Start with this: Being honest is hard. Many people are reluctant to provide feedback that may be perceived as negative. T-groups encourage participants to both give and get honest reactions in a spirit of collegiality. “Feedback can provide learning for both since it says as much about the giver as the receiver,” says Bradford.

“Touchy-Feely sometimes gets caricatured as ‘Just be nice and friendly and that’s the path to success,’’’ says executive coach Ed Batista, MBA ’00, who took the course and later taught it for several years. But the exercises are designed to be provocative. “A T-group is a laboratory for understanding how power and influence work.”
“Here is an opportunity to take some risks, to learn something about yourself, to learn something about the other people in this group, and to learn about how small groups operate in general,” Batista adds. “People can expect a transformative experience, and that can take many shapes and forms. There is a certain robustness and predictability to the methodology.”
Leslie Chin, who has taught the course and also completed its significant redesign in 2020, says that “empathic listening” is a cornerstone of the training. A goal is to teach students “how to interact with others in a way that generates connection and trust,” Chin says.
“Emotional intelligence is more correlated with high performance in senior leadership than technical skills,” she says. “Leaders need an ability to be consistent in the way they show up, communicate what’s expected, inspire other people.”

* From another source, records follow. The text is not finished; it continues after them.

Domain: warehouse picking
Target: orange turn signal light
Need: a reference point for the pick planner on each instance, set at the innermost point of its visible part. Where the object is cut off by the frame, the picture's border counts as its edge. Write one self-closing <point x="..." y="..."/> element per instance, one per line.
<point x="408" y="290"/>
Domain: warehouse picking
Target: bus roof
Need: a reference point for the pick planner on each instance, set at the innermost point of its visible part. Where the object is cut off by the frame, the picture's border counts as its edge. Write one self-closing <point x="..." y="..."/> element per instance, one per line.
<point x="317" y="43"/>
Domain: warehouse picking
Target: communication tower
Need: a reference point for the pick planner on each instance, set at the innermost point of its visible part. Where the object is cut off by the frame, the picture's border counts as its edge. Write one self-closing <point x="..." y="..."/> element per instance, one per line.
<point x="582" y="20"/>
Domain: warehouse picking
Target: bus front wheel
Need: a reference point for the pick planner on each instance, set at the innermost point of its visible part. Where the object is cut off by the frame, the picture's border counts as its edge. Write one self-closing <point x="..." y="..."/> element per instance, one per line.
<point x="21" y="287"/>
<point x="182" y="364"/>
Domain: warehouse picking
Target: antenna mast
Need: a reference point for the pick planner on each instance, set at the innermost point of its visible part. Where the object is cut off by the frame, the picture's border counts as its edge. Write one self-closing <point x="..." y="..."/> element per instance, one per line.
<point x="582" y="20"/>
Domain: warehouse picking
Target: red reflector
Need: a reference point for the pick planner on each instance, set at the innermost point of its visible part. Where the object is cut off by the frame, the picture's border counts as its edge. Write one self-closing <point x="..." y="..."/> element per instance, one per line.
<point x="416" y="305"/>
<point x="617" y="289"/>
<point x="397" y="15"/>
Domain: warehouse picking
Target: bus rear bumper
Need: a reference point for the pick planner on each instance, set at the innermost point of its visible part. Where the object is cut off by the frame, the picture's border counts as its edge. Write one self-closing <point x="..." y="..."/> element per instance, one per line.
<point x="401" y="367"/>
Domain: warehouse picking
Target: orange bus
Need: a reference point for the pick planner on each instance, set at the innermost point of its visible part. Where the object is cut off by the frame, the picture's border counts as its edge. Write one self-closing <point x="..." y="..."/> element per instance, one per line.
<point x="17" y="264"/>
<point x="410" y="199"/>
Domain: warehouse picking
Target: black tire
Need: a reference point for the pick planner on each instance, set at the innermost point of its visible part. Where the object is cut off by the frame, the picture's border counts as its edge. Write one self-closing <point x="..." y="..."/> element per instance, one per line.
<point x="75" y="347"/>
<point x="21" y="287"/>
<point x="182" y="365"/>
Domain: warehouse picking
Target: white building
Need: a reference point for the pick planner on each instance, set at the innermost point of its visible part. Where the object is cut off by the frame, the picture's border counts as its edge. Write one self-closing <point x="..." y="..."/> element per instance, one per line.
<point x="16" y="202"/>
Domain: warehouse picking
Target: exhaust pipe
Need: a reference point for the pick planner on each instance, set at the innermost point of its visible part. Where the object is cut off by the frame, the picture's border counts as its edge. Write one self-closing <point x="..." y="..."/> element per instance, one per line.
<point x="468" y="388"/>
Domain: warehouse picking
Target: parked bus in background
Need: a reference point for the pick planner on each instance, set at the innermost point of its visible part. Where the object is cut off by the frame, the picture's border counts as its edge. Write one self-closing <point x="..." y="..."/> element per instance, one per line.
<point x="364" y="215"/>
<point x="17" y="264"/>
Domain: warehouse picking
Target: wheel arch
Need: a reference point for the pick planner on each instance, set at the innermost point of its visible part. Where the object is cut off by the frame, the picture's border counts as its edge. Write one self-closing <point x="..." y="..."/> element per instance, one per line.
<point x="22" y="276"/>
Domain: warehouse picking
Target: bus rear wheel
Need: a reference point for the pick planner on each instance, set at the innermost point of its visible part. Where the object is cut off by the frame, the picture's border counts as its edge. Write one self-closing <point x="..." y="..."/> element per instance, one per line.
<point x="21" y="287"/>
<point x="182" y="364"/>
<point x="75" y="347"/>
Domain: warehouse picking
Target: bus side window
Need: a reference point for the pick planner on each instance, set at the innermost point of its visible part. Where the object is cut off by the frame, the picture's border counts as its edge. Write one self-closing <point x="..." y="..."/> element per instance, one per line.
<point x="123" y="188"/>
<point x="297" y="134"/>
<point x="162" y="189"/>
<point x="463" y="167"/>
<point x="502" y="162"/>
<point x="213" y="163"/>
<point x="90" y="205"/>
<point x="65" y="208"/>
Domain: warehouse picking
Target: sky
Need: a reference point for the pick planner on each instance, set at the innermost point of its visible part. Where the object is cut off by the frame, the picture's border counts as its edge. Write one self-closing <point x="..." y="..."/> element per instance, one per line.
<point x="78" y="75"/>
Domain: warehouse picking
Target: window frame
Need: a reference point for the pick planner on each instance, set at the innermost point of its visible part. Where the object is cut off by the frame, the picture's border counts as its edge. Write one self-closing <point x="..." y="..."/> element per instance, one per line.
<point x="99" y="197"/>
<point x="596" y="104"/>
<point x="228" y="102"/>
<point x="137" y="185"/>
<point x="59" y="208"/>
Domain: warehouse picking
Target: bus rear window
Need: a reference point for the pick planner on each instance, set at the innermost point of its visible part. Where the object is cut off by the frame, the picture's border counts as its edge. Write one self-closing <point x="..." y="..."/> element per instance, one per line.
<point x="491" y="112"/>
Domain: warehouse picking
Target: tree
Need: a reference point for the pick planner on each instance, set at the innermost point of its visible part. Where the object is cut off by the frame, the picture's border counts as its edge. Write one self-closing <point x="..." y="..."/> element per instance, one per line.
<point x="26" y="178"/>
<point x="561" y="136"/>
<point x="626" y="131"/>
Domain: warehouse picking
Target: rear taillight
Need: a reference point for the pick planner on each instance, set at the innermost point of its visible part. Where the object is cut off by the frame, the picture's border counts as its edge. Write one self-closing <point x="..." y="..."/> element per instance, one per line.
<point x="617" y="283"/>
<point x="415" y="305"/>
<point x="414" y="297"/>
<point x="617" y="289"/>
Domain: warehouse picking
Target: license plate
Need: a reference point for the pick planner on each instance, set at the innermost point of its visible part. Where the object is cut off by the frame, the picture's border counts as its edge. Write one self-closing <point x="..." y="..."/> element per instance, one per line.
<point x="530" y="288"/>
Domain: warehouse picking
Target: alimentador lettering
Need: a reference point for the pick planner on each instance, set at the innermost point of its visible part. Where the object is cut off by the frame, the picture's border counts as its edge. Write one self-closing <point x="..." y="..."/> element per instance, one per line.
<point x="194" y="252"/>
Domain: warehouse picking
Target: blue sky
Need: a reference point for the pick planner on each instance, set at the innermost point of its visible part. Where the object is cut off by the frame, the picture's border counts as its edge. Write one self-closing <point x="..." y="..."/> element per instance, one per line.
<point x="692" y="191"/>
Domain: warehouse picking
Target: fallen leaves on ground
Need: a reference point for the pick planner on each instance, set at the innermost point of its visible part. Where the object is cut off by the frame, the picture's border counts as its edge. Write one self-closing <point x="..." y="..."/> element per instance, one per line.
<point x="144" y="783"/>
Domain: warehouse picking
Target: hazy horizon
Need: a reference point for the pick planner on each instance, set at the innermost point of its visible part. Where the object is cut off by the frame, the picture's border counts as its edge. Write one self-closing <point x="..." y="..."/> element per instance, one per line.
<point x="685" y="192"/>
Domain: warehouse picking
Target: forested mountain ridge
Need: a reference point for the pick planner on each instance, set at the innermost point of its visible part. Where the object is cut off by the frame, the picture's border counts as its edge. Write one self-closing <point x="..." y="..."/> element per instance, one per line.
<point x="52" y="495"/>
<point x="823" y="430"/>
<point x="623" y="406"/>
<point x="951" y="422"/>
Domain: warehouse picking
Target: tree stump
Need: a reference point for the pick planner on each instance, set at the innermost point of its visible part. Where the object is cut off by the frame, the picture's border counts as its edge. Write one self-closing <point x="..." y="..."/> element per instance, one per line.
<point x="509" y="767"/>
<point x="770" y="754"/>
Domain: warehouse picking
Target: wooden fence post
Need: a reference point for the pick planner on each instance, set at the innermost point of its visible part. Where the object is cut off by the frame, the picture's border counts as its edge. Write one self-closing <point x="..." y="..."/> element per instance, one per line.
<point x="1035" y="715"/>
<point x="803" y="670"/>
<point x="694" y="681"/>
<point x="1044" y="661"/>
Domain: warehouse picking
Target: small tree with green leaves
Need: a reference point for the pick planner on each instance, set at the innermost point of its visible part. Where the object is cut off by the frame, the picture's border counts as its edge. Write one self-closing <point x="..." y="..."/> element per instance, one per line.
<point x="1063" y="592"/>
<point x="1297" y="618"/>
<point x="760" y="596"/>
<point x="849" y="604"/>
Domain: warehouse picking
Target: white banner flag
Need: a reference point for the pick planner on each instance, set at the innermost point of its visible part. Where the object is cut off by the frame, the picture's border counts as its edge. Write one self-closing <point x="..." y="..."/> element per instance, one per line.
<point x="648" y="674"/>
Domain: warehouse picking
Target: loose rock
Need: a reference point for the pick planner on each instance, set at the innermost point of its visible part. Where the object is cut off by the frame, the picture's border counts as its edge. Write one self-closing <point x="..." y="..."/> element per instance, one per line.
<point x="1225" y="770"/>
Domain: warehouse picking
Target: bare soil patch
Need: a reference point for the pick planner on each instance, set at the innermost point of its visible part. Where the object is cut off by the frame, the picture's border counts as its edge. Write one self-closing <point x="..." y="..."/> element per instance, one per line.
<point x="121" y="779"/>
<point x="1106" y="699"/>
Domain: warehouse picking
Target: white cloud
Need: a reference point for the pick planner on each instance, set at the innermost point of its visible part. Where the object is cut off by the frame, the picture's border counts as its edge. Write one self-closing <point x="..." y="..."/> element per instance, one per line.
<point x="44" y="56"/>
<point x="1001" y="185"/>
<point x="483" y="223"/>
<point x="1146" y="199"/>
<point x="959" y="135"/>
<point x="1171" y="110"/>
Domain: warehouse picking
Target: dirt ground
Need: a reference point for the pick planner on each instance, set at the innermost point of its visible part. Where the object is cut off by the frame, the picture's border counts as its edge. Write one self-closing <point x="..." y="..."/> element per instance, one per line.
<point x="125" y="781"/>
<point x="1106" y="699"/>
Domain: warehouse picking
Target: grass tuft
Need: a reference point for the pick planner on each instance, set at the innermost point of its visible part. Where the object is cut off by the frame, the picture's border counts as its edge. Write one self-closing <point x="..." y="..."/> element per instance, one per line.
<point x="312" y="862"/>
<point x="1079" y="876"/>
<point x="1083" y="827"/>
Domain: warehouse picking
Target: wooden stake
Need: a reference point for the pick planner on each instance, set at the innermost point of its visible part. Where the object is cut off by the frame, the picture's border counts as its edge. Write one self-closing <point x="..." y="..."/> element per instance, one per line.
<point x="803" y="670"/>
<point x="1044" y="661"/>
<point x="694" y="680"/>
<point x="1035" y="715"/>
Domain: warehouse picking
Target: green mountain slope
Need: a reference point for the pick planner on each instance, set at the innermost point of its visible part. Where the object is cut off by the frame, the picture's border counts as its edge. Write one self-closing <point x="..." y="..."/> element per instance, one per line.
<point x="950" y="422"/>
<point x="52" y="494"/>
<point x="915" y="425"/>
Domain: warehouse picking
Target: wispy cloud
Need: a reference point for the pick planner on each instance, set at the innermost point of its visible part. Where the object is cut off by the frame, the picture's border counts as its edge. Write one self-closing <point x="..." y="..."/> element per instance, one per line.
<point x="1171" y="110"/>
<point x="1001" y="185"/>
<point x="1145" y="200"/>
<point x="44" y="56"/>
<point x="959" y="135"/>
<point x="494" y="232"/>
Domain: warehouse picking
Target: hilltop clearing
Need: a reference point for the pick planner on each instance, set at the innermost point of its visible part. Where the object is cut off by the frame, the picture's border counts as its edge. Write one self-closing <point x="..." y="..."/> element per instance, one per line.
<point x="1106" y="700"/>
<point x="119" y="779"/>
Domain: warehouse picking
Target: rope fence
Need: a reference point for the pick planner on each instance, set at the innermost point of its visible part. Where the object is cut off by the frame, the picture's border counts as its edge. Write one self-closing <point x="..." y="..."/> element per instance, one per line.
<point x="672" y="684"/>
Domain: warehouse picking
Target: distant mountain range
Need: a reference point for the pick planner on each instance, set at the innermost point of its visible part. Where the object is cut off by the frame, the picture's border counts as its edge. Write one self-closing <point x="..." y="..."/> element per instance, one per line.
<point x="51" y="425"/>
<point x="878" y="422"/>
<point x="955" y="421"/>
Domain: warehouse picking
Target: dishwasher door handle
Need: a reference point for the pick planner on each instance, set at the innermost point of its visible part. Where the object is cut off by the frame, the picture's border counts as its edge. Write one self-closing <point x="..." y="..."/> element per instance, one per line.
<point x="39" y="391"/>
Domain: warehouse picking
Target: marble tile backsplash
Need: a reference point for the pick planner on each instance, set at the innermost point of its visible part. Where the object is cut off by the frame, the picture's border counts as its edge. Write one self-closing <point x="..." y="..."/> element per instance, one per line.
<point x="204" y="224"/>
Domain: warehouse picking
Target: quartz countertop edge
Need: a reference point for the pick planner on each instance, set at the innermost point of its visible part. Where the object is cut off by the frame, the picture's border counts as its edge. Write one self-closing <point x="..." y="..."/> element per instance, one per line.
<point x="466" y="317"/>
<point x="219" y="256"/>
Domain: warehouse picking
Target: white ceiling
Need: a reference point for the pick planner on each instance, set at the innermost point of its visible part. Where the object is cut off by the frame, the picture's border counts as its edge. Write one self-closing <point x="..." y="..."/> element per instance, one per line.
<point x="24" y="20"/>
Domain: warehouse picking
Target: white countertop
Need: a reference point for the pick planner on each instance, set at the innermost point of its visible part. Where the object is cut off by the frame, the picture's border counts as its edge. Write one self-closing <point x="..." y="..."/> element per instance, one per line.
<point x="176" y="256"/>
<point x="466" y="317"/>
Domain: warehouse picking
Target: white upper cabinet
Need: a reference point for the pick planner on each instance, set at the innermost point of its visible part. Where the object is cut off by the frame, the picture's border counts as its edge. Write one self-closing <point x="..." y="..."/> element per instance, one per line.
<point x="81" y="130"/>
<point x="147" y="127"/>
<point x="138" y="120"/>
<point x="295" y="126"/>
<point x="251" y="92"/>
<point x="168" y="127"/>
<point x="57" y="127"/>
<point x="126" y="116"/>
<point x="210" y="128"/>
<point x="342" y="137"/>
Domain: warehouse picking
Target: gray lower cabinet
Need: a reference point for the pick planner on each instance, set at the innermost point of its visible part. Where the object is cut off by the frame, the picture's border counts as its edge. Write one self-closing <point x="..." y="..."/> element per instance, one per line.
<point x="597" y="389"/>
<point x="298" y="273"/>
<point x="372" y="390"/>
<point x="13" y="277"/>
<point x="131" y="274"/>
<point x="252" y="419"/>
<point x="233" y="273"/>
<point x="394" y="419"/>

The benefits of Interpersonal Dynamics are well established, but Corney acknowledges that “it isn’t for everybody.” The course requires a level of vulnerability that’s too much for some. Moreover, now that it has become a de rigueur part of the GSB experience, some students may enroll for the wrong reasons. “There’s a good bit of social pressure to take the class, which I’m not sure is a healthy thing,” Batista says.
Three generations of Stanford GSB students have taken the course, and it has inspired an army of acolytes.
Executive coach Rebecca Zucker, MBA ’94, is among the thousands of alumni who still feel its effects. “I loved that class when I took it,” she says, “but I really appreciate now how fundamental and critical it is to think about your impact on other people. I learned a lot about myself in that class.”